Diabetic neuropathy, a sometimes debilitating condition related to nerve degeneration, may affect between 60 and 70 percent of all patients who have been diagnosed with either type I or type II diabetes. Neuropathy can occur in different patterns throughout the body. The most common areas plagued by the often-painful tingling of neuropathy are the head, torso, legs, feet, arms and hands.
Relief from that tingling that can occur throughout the body often eludes patients, leading to everyday lives filled with pain and the inability to participate in previously enjoyed activities. Findings in a 2009 study, however, may offer hope where other treatments have failed.
Studying Neuropathic Impact and Relief
A groundbreaking 2009 clinical study was conducted at the General Clinical Research Center at the University of California, San Diego Medical Center to test the effect of medical cannabis on neuropathic pain suffered by HIV patients. Although a different disease, the impact of neuropathy among the HIV patient population is just as painful, persistent and difficult to treat with traditional opioid, NSAID or analgesic medications as neuropathy associate with diabetes.
Regulating the Impact of Painful Stimulus
The premise for the study, developed around animal-based studies, indicated a positive analgesic effect on the spinal cord in regulating how pain centers throughout the body were sent painful signals. The first human study was a double-blind trial, which means that neither the patients or researchers knew who received active cannabis-based medication, and who received placebos. Twenty-eight individuals completed all five phases of the trial, which included:
- An introductory week, where baseline pain measurements were collected,
- Five days of medication usage, either active or placebo,
- Two weeks of monitoring for impact and side effects,
- Five more days of medication,
- And two final weeks of monitoring.
Results after the seven-week study showed far greater pain relief was realized by the participants who were given medical marijuana versus the placebo. When used in addition to already-prescribed regimens of traditional pain medications, study participants achieved up to 30 percent greater pain relief--a significant change.
Relief Without Reaction
Coming in a close second to the drastic pain relief experienced by study participants was a secondary benefit of limited adverse interactions or reactions. Only two of the 28 study participants experienced undesired side effects, none of which proved to be long-lasting or life-threatening. One subject developed short-term psychosis while another suffered a smoking-related cough, both of which cleared after discontinuation of cannabis usage. Overall mood and the ability to perform normal daily functions improved in all study participants.
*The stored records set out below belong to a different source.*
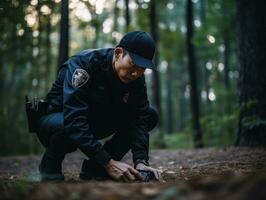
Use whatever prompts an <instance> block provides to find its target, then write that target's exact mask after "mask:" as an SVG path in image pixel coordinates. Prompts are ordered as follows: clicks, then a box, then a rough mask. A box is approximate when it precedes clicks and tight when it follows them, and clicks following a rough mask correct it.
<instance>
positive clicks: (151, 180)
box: [138, 169, 156, 182]
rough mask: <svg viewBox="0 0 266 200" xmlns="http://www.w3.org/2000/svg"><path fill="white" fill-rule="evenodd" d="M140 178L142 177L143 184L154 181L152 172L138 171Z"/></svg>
mask: <svg viewBox="0 0 266 200" xmlns="http://www.w3.org/2000/svg"><path fill="white" fill-rule="evenodd" d="M138 171H139V173H140V176H141V177H142V181H143V182H149V181H154V180H156V178H155V175H154V173H153V172H152V171H147V170H141V169H138Z"/></svg>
Hope for Diabetic Neuropathy
The same improvement realized by participants in the HIV-related neuropathic pain study can occur in sufferers of diabetic neuropathy. Medical cannabis doctors can follow the marijuana dosing and timing guidelines developed from this study to be of maximum benefit in staving off the painful sensations of neuropathy. From study findings, medical marijuana between 1% and 8% THC potency can be used, dependent upon original baseline pain determination, and smoked up to four times daily. When combined with continued analgesic use, long-time pain sufferers can find much greater pain relief than ever before.